As of the year 2000, the X-Com franchise had sold 470,000 games and made just over £1 million smackaroos, creator Julian Gollop revealed at GDC today. Consider that the original cost just £115,000 to make, and it was "a very profitable game" both for Julian Gollop and his brother as well as ye olde publisher Microprose.
But the game that became a legend - and was reincarnated so successfully recently - was nearly cancelled. Twice.
Gollop pitched X-Com to Microprose - his publisher of choice - and the publisher talked it over with him, suggested some alterations and ask that he go away and write a design document for the game.
This was the first near-death experience X-Com had.
"I went away and I designed the game. I came up with a design document which was just 12 pages long. I'd never written a game design document before in my life, by the way," he added. "And the problem with it was that it didn't really work for Microprose - they didn't understand how the game worked.
"I actually had to go there and personally explain things and have a lot of questions thrown at me. Steve [Hand]," someone who Gollop praised highly and who suggested the original X-Com name, "said the document was very poor and if it hadn't been for the fact that we'd done Laser Squad [Gollop's previous game], he would have cancelled the project there and then."
Hand also said Gollop's alien types "were boring". Ouch.
But disaster was averted and Microprose helped tighten the vision up. Incidentally, some of the only art Gollop saved from the 20-year-old project was of initial alien concepts. I captured a picture of the slide from GameSpot's stream. Remember that back then, everything had to fit within 2MB of data!
"[Spectrum Holobyte] came to review the projects in development in the UK and they took one look at X-Com and said 'Nah, we don't like this - cancel this project'."
The more serious near-death experience came when Spectrum Holobyte acquired Microprose in 1993. In fact, for a while there, X-Com was dead, dead as a doorknob.
"[Spectrum Holobyte] came to review the projects in development in the UK and they took one look at X-Com and said 'Nah, we don't like this - cancel this project'. The project was actually officially cancelled.
"However," he added, "Pete Moreland, Adrian Parr, and Paul Hibbard [Microprose top brass] got together. They had a meeting and decided no, we're going to continue with this project. They didn't tell Spectrum Holobyte this, by the way.
"So really, thanks to the support from Microprose UK, the project was saved."
X-Com was already in QA testing at that point, by the way (to use a Gollopism). But the project was taking a bit longer than planned. Gollop signed an 18-month development contract with Microprose but whoops, it actually ended up being closer to 30.

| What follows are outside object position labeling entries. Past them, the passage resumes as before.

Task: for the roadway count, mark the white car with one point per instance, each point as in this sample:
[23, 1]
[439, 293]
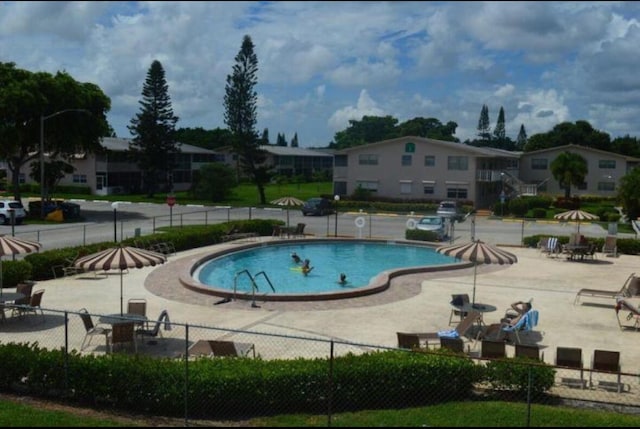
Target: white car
[435, 224]
[5, 212]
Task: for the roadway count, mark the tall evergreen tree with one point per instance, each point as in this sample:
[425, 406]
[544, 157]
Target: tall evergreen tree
[499, 131]
[240, 103]
[154, 144]
[522, 138]
[484, 127]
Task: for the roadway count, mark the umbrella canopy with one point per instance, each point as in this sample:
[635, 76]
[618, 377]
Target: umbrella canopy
[122, 258]
[10, 245]
[576, 215]
[288, 201]
[478, 252]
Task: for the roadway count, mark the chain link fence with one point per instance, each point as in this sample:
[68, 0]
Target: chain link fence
[198, 349]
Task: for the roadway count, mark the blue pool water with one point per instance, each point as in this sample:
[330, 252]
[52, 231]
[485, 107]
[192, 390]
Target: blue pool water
[360, 261]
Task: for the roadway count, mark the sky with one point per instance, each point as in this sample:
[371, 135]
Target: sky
[322, 64]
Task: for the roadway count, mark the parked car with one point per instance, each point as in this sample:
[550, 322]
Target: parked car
[435, 224]
[317, 207]
[5, 213]
[450, 210]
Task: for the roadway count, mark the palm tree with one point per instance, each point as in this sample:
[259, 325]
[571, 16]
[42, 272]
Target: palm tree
[569, 169]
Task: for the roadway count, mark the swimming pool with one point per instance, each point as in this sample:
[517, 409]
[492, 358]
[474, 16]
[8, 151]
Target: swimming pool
[268, 270]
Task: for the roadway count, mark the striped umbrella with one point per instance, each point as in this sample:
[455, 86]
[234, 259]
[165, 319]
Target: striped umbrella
[478, 252]
[288, 201]
[10, 245]
[577, 215]
[122, 258]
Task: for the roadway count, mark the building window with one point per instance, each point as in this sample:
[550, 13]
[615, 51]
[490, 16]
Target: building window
[457, 193]
[370, 185]
[607, 164]
[458, 163]
[539, 163]
[368, 159]
[606, 186]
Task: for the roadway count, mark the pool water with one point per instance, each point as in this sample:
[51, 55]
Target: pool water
[273, 266]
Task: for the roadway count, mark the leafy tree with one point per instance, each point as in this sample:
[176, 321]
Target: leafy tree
[521, 141]
[569, 169]
[214, 182]
[265, 136]
[629, 193]
[484, 128]
[240, 103]
[154, 144]
[499, 131]
[71, 116]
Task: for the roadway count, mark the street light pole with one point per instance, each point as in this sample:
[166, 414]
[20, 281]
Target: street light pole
[42, 119]
[336, 198]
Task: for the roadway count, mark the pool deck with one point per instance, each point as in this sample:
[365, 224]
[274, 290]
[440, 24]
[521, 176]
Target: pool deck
[413, 303]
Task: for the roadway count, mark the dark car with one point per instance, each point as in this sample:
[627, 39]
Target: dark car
[317, 207]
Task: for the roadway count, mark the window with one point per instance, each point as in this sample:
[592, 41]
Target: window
[607, 164]
[365, 159]
[405, 188]
[458, 163]
[539, 163]
[457, 193]
[369, 185]
[606, 186]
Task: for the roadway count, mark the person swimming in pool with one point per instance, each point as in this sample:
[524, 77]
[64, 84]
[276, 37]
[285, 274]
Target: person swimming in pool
[306, 268]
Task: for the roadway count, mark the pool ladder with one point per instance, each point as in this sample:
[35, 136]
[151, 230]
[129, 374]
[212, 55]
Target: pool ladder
[254, 285]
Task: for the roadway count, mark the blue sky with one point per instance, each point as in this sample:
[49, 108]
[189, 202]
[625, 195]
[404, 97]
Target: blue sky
[324, 63]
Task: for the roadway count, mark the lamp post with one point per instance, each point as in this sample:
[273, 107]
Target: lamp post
[336, 198]
[114, 206]
[42, 119]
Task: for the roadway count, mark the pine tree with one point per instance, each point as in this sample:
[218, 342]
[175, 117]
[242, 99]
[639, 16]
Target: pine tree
[240, 115]
[522, 138]
[499, 131]
[484, 131]
[154, 144]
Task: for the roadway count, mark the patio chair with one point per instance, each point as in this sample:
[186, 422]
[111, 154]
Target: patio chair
[610, 248]
[91, 329]
[571, 357]
[607, 361]
[121, 335]
[622, 305]
[457, 301]
[493, 349]
[629, 288]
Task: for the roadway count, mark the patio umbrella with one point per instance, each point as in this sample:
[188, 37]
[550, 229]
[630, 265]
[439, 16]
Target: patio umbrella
[122, 258]
[10, 245]
[478, 252]
[577, 215]
[288, 201]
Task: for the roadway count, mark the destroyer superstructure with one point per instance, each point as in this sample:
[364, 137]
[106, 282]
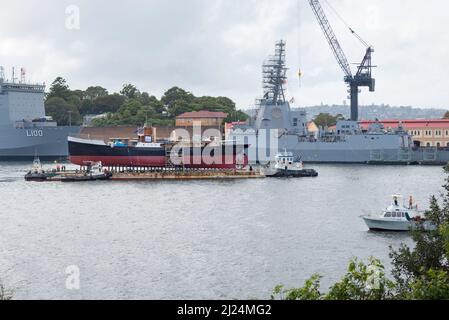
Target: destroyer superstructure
[347, 143]
[25, 130]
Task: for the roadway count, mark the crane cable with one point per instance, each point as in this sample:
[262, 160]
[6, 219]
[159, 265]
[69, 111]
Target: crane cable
[347, 25]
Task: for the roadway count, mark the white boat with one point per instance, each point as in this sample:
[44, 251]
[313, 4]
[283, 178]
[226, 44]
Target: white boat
[286, 166]
[399, 217]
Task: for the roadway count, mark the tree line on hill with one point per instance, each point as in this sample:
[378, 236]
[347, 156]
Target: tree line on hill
[130, 106]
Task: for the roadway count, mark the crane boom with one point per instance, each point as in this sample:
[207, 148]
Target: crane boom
[363, 77]
[331, 37]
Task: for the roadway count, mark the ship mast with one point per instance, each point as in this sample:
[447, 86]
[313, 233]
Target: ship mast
[275, 76]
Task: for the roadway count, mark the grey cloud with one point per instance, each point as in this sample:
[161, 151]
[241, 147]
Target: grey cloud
[216, 47]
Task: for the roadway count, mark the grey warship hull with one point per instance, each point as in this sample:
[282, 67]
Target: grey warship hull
[49, 143]
[25, 130]
[276, 126]
[357, 152]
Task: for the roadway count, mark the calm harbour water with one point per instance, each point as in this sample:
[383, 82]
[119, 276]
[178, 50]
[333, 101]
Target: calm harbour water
[195, 239]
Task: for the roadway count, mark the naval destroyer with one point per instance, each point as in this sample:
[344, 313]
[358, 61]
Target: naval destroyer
[25, 130]
[347, 143]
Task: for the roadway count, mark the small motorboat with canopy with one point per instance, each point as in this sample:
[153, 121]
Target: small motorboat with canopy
[399, 217]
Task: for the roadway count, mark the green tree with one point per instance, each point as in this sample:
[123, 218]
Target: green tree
[110, 103]
[175, 94]
[95, 92]
[59, 89]
[87, 107]
[419, 273]
[62, 112]
[130, 91]
[361, 282]
[430, 254]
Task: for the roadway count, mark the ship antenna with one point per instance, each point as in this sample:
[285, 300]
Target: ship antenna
[22, 75]
[275, 76]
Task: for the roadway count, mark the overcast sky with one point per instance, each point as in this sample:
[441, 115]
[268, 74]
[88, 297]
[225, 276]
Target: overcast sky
[216, 47]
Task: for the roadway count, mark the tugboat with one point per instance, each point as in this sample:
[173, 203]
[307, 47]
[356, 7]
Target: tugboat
[36, 173]
[287, 167]
[398, 217]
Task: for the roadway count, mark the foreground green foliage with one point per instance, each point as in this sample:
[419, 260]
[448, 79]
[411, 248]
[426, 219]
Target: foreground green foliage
[129, 107]
[419, 273]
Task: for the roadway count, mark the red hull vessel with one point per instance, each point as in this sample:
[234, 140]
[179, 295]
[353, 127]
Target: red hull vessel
[120, 153]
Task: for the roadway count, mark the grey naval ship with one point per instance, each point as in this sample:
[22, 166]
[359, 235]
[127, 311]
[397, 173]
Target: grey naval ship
[25, 130]
[347, 143]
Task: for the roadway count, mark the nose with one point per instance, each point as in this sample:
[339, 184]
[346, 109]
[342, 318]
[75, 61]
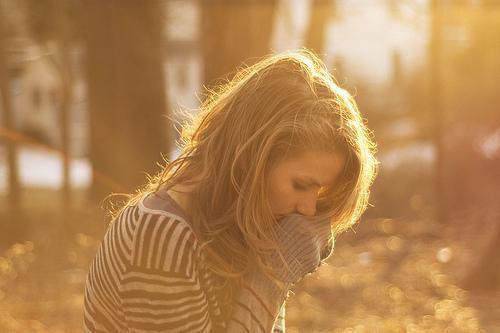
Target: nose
[307, 205]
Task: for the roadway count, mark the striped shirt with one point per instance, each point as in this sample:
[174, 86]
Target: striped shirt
[149, 275]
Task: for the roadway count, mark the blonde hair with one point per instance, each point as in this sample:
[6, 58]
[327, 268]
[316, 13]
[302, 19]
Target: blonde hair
[282, 105]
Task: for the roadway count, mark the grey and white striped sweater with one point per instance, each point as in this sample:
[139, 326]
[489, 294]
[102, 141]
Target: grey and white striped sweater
[149, 275]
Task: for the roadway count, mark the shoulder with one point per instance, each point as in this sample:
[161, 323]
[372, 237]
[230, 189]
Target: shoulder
[163, 240]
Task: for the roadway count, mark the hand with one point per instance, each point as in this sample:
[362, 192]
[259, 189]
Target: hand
[302, 242]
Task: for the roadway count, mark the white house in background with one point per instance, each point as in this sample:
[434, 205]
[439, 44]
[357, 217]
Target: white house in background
[36, 97]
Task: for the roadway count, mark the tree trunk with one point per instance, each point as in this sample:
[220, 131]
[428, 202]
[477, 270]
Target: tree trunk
[126, 92]
[8, 124]
[320, 13]
[234, 32]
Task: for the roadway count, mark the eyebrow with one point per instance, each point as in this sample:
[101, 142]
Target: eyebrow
[311, 181]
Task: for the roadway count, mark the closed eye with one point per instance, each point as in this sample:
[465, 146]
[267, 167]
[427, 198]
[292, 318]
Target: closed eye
[300, 187]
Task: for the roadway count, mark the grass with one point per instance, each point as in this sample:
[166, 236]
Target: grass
[389, 276]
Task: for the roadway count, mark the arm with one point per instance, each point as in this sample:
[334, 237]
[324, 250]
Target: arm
[302, 243]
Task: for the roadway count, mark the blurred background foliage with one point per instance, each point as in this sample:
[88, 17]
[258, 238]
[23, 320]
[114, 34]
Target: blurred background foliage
[89, 97]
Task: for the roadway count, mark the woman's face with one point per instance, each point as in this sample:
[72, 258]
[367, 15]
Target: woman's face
[294, 183]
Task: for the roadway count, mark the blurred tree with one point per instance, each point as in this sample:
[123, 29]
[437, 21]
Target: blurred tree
[233, 32]
[55, 21]
[7, 120]
[437, 111]
[473, 143]
[320, 13]
[126, 92]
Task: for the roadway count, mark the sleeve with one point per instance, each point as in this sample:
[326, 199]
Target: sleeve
[279, 324]
[163, 290]
[259, 305]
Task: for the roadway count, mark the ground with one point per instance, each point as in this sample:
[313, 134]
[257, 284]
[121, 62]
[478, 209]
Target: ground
[385, 276]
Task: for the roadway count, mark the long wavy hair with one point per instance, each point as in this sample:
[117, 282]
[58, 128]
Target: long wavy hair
[282, 105]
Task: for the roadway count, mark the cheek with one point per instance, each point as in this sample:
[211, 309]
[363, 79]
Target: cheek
[279, 197]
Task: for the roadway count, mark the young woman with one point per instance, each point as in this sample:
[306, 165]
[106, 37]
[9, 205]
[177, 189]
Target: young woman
[277, 162]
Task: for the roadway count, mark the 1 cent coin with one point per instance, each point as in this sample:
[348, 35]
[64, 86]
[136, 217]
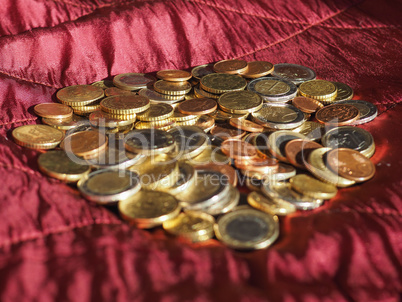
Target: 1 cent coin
[350, 164]
[338, 114]
[198, 106]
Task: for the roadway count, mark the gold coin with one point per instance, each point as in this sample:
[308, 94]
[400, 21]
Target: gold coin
[240, 102]
[222, 82]
[58, 165]
[157, 172]
[79, 95]
[125, 104]
[246, 228]
[191, 225]
[173, 75]
[64, 124]
[312, 187]
[37, 136]
[156, 112]
[318, 168]
[269, 205]
[148, 209]
[272, 87]
[133, 81]
[318, 90]
[172, 88]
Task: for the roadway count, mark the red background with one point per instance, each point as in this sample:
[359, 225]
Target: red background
[56, 246]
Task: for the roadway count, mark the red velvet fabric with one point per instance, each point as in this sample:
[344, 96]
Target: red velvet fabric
[55, 246]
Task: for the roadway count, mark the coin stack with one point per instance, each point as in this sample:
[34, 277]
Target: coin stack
[172, 152]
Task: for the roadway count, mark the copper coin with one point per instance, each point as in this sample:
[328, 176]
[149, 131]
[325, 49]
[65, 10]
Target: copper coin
[198, 106]
[298, 150]
[53, 110]
[257, 69]
[258, 164]
[231, 66]
[117, 91]
[246, 125]
[225, 131]
[350, 164]
[222, 168]
[84, 143]
[307, 105]
[337, 114]
[238, 149]
[174, 75]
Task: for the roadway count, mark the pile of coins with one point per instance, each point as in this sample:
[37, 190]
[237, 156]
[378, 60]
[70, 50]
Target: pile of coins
[171, 150]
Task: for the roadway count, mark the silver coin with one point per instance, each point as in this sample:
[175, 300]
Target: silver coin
[108, 186]
[246, 228]
[156, 97]
[279, 116]
[279, 190]
[297, 74]
[149, 141]
[348, 137]
[190, 140]
[368, 111]
[115, 156]
[345, 92]
[273, 89]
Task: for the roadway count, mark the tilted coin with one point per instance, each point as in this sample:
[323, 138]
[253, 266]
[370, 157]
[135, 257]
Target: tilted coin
[349, 137]
[231, 66]
[293, 72]
[238, 149]
[156, 112]
[198, 106]
[277, 141]
[222, 82]
[199, 71]
[273, 89]
[337, 114]
[190, 141]
[298, 150]
[125, 104]
[317, 166]
[84, 143]
[344, 92]
[57, 164]
[281, 190]
[64, 124]
[225, 131]
[174, 75]
[149, 141]
[79, 95]
[307, 105]
[246, 228]
[191, 225]
[269, 205]
[368, 111]
[350, 164]
[279, 116]
[37, 136]
[319, 90]
[156, 97]
[246, 125]
[312, 187]
[109, 186]
[133, 81]
[172, 88]
[117, 91]
[148, 209]
[240, 102]
[53, 110]
[257, 69]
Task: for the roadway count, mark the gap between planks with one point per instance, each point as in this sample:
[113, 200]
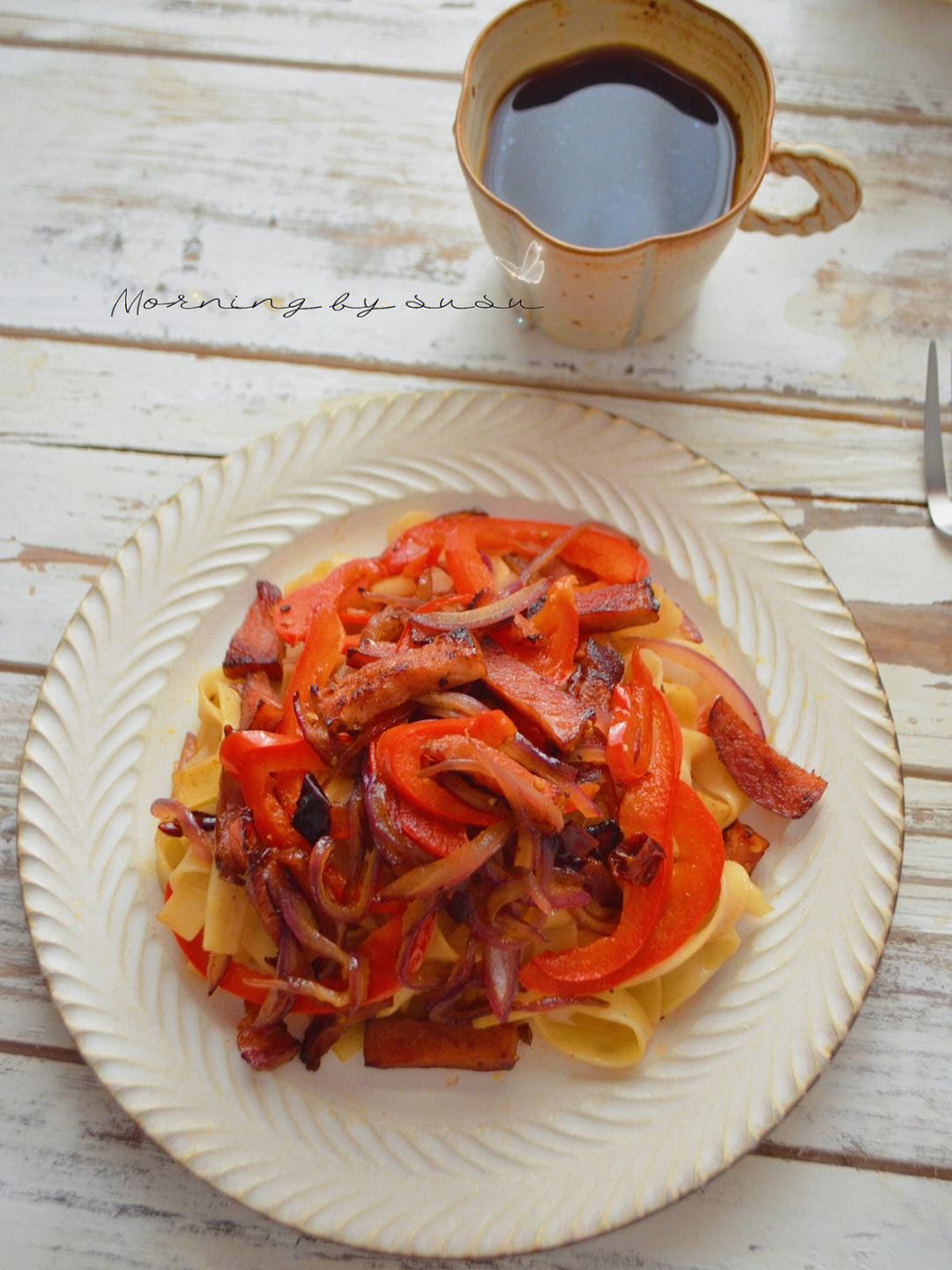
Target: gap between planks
[768, 1149]
[861, 410]
[904, 117]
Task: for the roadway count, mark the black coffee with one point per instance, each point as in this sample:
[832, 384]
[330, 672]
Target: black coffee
[612, 147]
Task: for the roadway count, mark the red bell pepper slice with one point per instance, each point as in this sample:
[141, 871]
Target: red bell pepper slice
[556, 626]
[603, 963]
[437, 837]
[398, 755]
[317, 661]
[292, 616]
[256, 757]
[646, 808]
[695, 883]
[465, 563]
[629, 733]
[381, 947]
[609, 557]
[646, 804]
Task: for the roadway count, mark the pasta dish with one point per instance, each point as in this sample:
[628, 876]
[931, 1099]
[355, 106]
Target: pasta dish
[482, 788]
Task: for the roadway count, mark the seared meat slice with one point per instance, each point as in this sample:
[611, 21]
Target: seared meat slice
[767, 778]
[446, 661]
[559, 715]
[612, 609]
[256, 646]
[233, 823]
[415, 1042]
[593, 683]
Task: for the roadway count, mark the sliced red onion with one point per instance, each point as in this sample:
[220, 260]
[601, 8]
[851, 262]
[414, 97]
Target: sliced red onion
[472, 756]
[415, 917]
[216, 969]
[452, 869]
[368, 735]
[537, 894]
[457, 982]
[325, 902]
[391, 842]
[473, 796]
[450, 705]
[380, 597]
[568, 897]
[314, 732]
[357, 982]
[545, 557]
[199, 840]
[487, 615]
[303, 926]
[706, 678]
[502, 931]
[264, 1047]
[596, 917]
[594, 755]
[276, 1005]
[501, 977]
[542, 1005]
[300, 986]
[555, 771]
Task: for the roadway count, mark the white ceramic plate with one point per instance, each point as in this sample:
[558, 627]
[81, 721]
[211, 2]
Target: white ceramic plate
[426, 1162]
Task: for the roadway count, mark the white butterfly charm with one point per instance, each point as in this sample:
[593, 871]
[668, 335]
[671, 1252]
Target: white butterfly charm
[532, 265]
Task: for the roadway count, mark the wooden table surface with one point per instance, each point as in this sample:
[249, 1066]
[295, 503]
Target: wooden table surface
[303, 149]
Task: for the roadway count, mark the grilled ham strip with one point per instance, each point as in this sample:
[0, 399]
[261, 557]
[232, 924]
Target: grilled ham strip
[612, 609]
[444, 661]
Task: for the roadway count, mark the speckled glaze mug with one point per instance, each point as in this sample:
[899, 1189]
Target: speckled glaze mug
[609, 297]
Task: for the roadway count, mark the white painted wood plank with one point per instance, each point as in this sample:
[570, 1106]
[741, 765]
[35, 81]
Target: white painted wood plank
[78, 1175]
[51, 548]
[857, 55]
[888, 1093]
[127, 398]
[184, 176]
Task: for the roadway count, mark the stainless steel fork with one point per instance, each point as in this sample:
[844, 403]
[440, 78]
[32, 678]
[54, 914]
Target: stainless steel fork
[936, 484]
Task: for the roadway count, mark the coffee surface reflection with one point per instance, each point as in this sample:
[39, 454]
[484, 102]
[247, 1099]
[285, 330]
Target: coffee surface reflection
[612, 147]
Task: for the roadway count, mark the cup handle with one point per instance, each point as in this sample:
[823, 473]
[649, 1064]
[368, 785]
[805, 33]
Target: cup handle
[838, 192]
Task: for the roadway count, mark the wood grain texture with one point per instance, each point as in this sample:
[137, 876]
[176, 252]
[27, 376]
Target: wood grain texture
[862, 55]
[78, 1174]
[178, 403]
[197, 179]
[52, 550]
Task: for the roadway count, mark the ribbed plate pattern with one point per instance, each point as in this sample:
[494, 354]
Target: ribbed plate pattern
[413, 1162]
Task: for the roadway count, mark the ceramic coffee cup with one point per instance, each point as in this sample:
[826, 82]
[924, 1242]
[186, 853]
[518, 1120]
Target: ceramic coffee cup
[608, 297]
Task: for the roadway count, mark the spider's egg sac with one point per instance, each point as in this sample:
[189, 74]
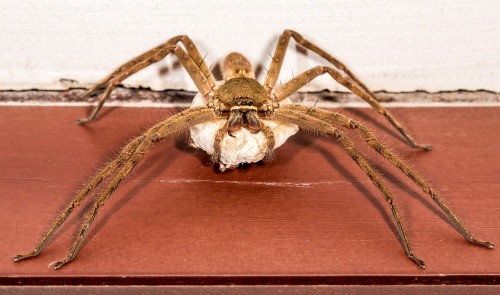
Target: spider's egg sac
[243, 147]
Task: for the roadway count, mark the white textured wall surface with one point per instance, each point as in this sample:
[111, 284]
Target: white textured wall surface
[392, 45]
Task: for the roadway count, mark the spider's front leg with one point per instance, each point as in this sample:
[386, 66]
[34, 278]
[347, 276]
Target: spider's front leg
[190, 59]
[128, 158]
[349, 80]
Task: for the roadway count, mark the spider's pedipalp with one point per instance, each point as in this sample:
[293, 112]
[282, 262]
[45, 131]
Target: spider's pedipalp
[369, 137]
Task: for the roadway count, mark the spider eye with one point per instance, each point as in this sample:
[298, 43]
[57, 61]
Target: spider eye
[244, 101]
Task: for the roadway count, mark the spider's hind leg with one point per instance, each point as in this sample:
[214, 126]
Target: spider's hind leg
[308, 122]
[374, 143]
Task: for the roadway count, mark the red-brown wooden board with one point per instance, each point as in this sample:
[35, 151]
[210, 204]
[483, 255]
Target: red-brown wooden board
[310, 216]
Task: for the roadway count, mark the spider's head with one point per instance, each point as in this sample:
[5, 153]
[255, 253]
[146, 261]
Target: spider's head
[244, 98]
[242, 91]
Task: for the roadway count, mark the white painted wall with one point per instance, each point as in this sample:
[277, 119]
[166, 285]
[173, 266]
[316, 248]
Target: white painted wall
[392, 45]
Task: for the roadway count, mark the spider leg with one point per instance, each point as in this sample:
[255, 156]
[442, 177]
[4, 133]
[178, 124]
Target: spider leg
[191, 49]
[307, 122]
[130, 155]
[304, 78]
[349, 80]
[190, 58]
[221, 133]
[373, 142]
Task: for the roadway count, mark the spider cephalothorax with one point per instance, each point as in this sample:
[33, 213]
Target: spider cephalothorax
[239, 120]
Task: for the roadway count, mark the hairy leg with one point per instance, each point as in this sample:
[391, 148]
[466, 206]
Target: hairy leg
[129, 156]
[307, 122]
[343, 75]
[370, 138]
[189, 58]
[294, 84]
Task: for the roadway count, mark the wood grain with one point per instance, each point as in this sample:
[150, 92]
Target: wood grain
[308, 217]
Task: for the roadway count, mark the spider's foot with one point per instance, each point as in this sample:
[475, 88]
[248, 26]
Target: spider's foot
[484, 244]
[61, 263]
[20, 257]
[418, 261]
[425, 147]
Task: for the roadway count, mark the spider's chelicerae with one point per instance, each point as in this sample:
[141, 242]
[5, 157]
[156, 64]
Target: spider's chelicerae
[239, 121]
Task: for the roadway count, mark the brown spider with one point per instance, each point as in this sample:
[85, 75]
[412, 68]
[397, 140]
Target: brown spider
[239, 120]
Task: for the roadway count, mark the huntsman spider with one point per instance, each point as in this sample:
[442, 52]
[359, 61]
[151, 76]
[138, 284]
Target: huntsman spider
[239, 120]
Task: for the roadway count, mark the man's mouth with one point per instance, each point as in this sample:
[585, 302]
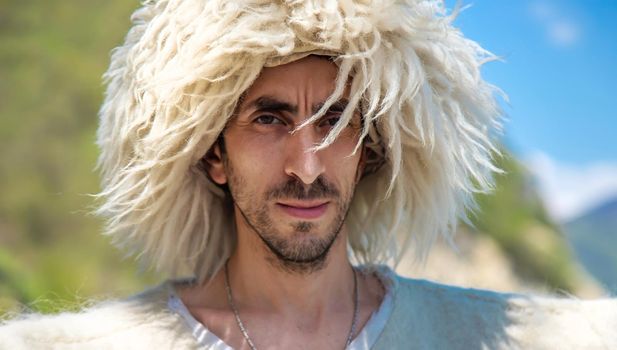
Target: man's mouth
[304, 210]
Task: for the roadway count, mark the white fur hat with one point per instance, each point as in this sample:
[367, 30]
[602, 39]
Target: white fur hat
[174, 83]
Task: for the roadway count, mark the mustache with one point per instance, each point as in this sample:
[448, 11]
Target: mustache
[295, 189]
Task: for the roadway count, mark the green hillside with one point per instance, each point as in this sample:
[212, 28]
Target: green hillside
[52, 55]
[515, 217]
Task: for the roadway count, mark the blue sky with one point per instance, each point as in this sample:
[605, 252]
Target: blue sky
[560, 73]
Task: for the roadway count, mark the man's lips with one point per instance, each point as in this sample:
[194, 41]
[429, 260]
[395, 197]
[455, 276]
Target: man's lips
[306, 210]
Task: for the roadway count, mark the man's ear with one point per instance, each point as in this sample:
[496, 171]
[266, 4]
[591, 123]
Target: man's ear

Still, it hadn't been cancelled.
Then the phone rang and it was Spectrum Holobyte on the line, wanting a game to release by the end of the January-March 1994 financial quarter. "Pete Moreland said, 'Well, you know that project you told us to cancel... Well we've still got it."
The only problem was, by Christmas 1993, the state of X-Com "was actually very poor", Gollop recalled. The content was there "but it was very unplayable - it was really in a bad state".
"The last three months were particularly painful, because both myself and Nick were working seven days a week, 12 hours a day to get the game finished."
The rest, as they say, is history.
"...the Firaxis XCOM saved the day. It's like a phoenix rising from the ashes of the X-Com disaster..."
X-Com continued as a series right up to 2001, although by the end it was really X-Com in name only - all the turn-based strategy (and quality, what?) had bled out. X-Com's reputation had nosedived.
"But I would have to say that the Firaxis XCOM saved the day," Gollop remarked. "It's like a phoenix rising from the ashes of the X-Com disaster, to be honest, because I think the whole team at Firaxis did a tremendous job of creating something that was familiar but at the same time different and fresh. And it's amazing that after 20 years, a brand that had gone so badly in the wrong direction has finally been put right."